"Right before that trip… I had turned 23 and was talking to -- I use that term loosely -- 'talking to' a girl that lived in Los Angeles. For the first time I think I felt what it’s like to be on the opposite side of a letdown or the built up emotion of a relationship… also just being confused of things, what your role is in a relationship. So I came up with the metaphor of LA or Los Angeles being this girl."
Then there's "Blood Red," a driving rock song whose final incarnation benefited from the guiding presence of Benson. "It was a song that I had written a long time ago and the way that it turned out was a lot different than I expected," O'Callaghan says. "(Benson) felt like the song needed to feel like you were on an old pirate ship and you were swaying back and forth, which you hear in the intro and the re-intros, a lot of creeks and a lot of clanking noises."

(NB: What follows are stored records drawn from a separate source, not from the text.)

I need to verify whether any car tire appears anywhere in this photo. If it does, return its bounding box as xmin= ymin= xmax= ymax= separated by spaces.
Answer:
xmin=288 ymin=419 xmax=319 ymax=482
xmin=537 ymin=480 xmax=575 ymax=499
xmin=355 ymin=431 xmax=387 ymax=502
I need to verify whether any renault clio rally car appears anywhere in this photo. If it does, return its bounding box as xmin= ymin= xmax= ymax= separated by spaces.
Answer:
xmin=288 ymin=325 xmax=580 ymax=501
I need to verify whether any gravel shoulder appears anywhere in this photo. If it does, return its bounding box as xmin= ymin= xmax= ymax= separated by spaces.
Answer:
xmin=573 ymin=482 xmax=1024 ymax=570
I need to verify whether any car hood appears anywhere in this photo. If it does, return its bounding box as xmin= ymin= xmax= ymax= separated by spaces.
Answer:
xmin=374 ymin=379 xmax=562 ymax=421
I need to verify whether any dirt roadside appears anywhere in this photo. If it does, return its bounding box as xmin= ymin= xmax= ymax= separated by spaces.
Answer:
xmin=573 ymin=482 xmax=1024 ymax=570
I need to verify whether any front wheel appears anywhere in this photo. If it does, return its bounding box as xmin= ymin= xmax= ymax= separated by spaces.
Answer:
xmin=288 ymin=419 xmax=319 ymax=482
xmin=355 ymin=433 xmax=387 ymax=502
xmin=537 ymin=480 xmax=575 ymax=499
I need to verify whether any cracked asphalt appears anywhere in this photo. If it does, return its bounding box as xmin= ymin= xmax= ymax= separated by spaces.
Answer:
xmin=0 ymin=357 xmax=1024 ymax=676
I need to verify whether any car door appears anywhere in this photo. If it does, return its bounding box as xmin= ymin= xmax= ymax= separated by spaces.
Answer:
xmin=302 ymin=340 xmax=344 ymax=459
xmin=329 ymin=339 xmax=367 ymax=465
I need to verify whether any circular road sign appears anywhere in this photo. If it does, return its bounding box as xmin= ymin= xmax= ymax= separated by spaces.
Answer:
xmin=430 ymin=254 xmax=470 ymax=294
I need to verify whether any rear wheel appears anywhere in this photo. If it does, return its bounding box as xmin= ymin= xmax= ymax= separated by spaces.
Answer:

On the upcoming LP -- "Forever Halloween" (due June 4) -- Benson played a pivotal role in helping the Maine develop from the teenaged pop-punk of their earliest work into more confident, self-aware musicians. On previous efforts, studio gloss doctored O'Callaghan's vocals into registers he couldn't duplicate live; on "Halloween" all the songs were performed live, through analog tape without any computer editing. "I had talked to Brendan via email before we met," says the frontman. "I just kind of voiced to him that I really needed help with kind of dialing in my voice and who I was as a singer."
In the end, O'Callaghan calls it the Maine's "most honest" album to date.